Friends of Padre Steve’s World,
I am one of the luckiest men that I know. If you need some God talk, also one of the most blessed people that I know. I do guess that I am blessed, but I just cringe at the way that to be blessed has for so many people become another part of the vocabulary of religious mumbo-jumbo that passes for faith now days. Most of the time that I see it the words “blessed” is used for the ungodly amounts of material stuff that clutters our lives. I actually have plenty of stuff, especially when it comes to the “3 B’s”: Books, Baseball, and Beer.
But while I do consider myself blessed, it’s not for those things; it is for one person who I have had the privilege of spending most of my life with, my wife Judy.
Since I am not a fan of Calvinism with its often absurd views of God’s Providence, I consider myself lucky to even know her, much less to have known her for almost 39 years and having spent 33 of those years married, without her either divorcing or murdering me in my sleep, either of which probably would have been ruled justified in the court system at any number of points in our marriage.
1980
I met her my first year at San Joaquin Delta College, in Stockton, California. We went to rival high schools and she was a year ahead of me. When I met her I feel in love. I think it took her longer to fall in love with me, but honestly, for me it was love at first sight and I’ve never looked back.

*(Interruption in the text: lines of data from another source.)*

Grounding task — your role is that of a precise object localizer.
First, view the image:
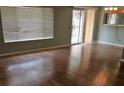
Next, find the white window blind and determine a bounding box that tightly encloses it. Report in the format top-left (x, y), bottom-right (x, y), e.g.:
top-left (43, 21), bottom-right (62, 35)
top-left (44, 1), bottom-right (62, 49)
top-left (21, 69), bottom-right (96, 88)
top-left (1, 7), bottom-right (54, 42)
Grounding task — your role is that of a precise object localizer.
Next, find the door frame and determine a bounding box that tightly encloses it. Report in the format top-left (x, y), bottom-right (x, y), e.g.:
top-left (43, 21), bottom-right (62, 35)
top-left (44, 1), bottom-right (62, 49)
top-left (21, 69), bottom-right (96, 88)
top-left (71, 7), bottom-right (86, 45)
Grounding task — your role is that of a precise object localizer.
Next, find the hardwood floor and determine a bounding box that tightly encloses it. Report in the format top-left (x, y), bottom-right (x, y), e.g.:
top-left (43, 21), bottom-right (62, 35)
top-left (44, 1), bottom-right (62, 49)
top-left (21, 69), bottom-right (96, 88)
top-left (0, 44), bottom-right (124, 86)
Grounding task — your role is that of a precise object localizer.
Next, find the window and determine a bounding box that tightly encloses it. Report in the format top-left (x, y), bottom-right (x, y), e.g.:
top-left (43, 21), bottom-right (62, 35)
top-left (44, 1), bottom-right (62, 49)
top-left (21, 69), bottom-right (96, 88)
top-left (1, 7), bottom-right (54, 42)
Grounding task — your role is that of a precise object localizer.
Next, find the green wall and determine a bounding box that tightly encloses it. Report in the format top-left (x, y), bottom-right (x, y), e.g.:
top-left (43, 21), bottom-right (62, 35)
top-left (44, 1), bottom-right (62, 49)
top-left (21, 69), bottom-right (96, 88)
top-left (94, 8), bottom-right (124, 45)
top-left (0, 7), bottom-right (72, 55)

Judy has stood by me through almost 36 years in the military and most of those were not easy. I did a quick count and we have spent over 13 years apart due to my work, and that doesn’t count all the times where we were together when I was in the reserves and working in civilian hospitals where the hours that I worked were so odd that I seldom saw her for 3 years, nor four years of seminary where I was a full time student and worked more than full time, nor when I was home working on yet another master’s degree, and let’s not even mention the time that I spend researching and writing my books.
Then there has been my ongoing battle with the effects of PTSD and mild TBI. Thankfully I am doing a lot better, but from 2008 until 2014 I was pretty unbearable.
Likewise, I am an introvert who can become so focused on what I’m doing that I ignore her. I have done that all too often throughout our marriage. But, that being said, over the past couple of years since I came back from three years of a geographic bachelor tour while serving at Camp LeJeune, North Carolina, we have reconnected. I think that part of that was caused when she was diagnosed with Endometrial Cancer last year. She got through it, and so far remains cancer free, but it hit me hard because it brought me to the realization that I could lose her, and that I want the rest of our life together to be better than it ever was. She is my best friend, she knows me better than anyone, and I tell her things that I can tell no one else. I love coming home to her.
She is a remarkable woman. On Groundhog Day I watched, as is my custom, the movie Groundhog Day starring Bill Murray and Andie McDowell. It is one of my favorites. But when I watched it this time I was struck by something that Murray’s character tells her, because it pretty much sums up the way that I feel about Judy.
I think you’re the kindest, sweetest, prettiest person I’ve ever met in my life. I’ve never seen anyone that’s nicer to people than you are. The first time I saw you… something happened to me. I never told you but… I knew that I wanted to hold you as hard as I could. I don’t deserve someone like you. But if I ever could, I swear I would love you for the rest of my life.
She is all that, and more. I am so lucky to have her in my life and cannot imagine life without her. We never had kids, but we have each other, our dogs, and some really good friends.
In 1979, the year we started dating the group Dr. Hook released a single called Years from Now. When I first heard it back then on American Top Forty and bought the 45 at Tower Records in Stockton, I knew it summed up how I would always feel about her.
So please, have a great Valentine’s Day with whoever you love.